The overhead power line (OHL) passes through 30km of remote and rugged terrain near Inverness, presenting difficult access conditions at many tower locations. On behalf of Scottish & Southern Electricity Networks (SSE), the project client, Balfour Beatty Utility Solutions (BBUSL) engaged CGL to review 97 tower locations.
CGL initially provided a detailed desk study and a walkover report for three alternative routes, including a risk rating for each tower location and the works needed to enable construction. CGL provided recommendations for targeted ground investigations at appropriate tower locations. CGL carried out these intrusive investigations using wide track rigs and equipment in the most challenging sections to facilitate safe access and to avoid damage to the sensitive environment. Using the data captured an interpretative report was prepared with specific recommendations for tower foundations and temporary works design.
BBUSL instructed CGL to undertake detailed geomorphological assessments of three slopes along remote mountainsides within the route options. Two experienced engineering geologists spent several days in the area assessing the ground form, slope angles, drainage and the underlying geology to reach appropriate conclusions on the potential risk of instability. At one point both the road and rail access north of the site were closed by a landslide indicating the instability of the local landscape.
Temporary Works Design
The engineering geologists recordings allowed identification of specific risks to be mitigated during construction, including rock fall protection, slope instability and design of earthworks for access tracks cutting through steep mountainous terrains. CGL provided specific advice on upgrading work required to the access roads to enable construction of the new towers.

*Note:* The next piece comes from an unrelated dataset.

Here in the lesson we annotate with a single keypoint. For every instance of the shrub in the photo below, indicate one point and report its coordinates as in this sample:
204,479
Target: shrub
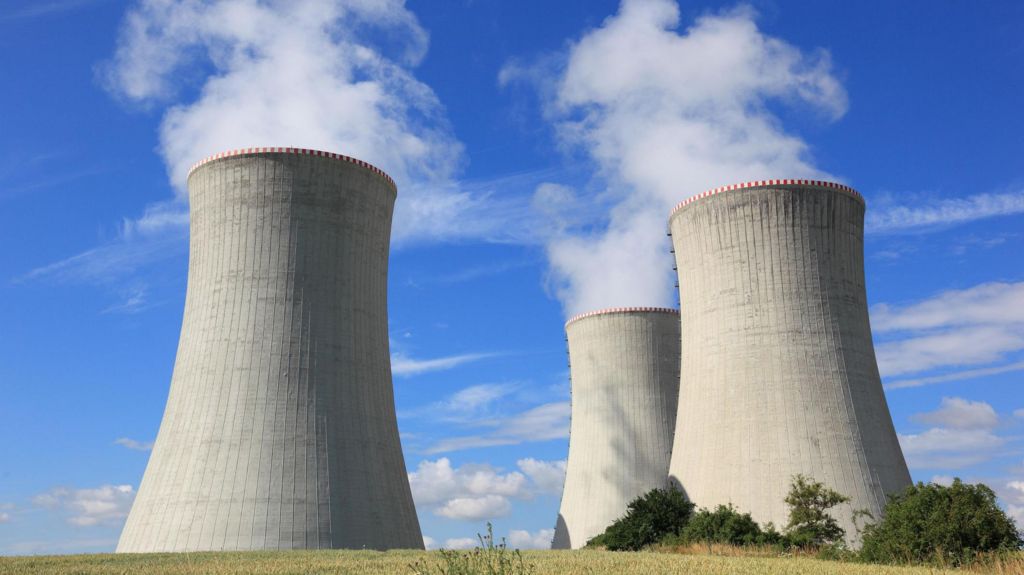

Upgrades principally used slope cuttings and gabion baskets to provide sufficient stability of the loose material in the excavated face. Acting on CGL’s advice, BBUSL made significant savings by reducing the number of gabion baskets compared with the original design concept. This reduction was made possible by CGL’s detailed understanding of the potential for slope failures and substitution of gabions by pinned netting in less risky locations.
On completion of the construction works CGL carried out a walkover to check the access roads were in a suitable condition before handing back to the Forestry Commission, the original landowner.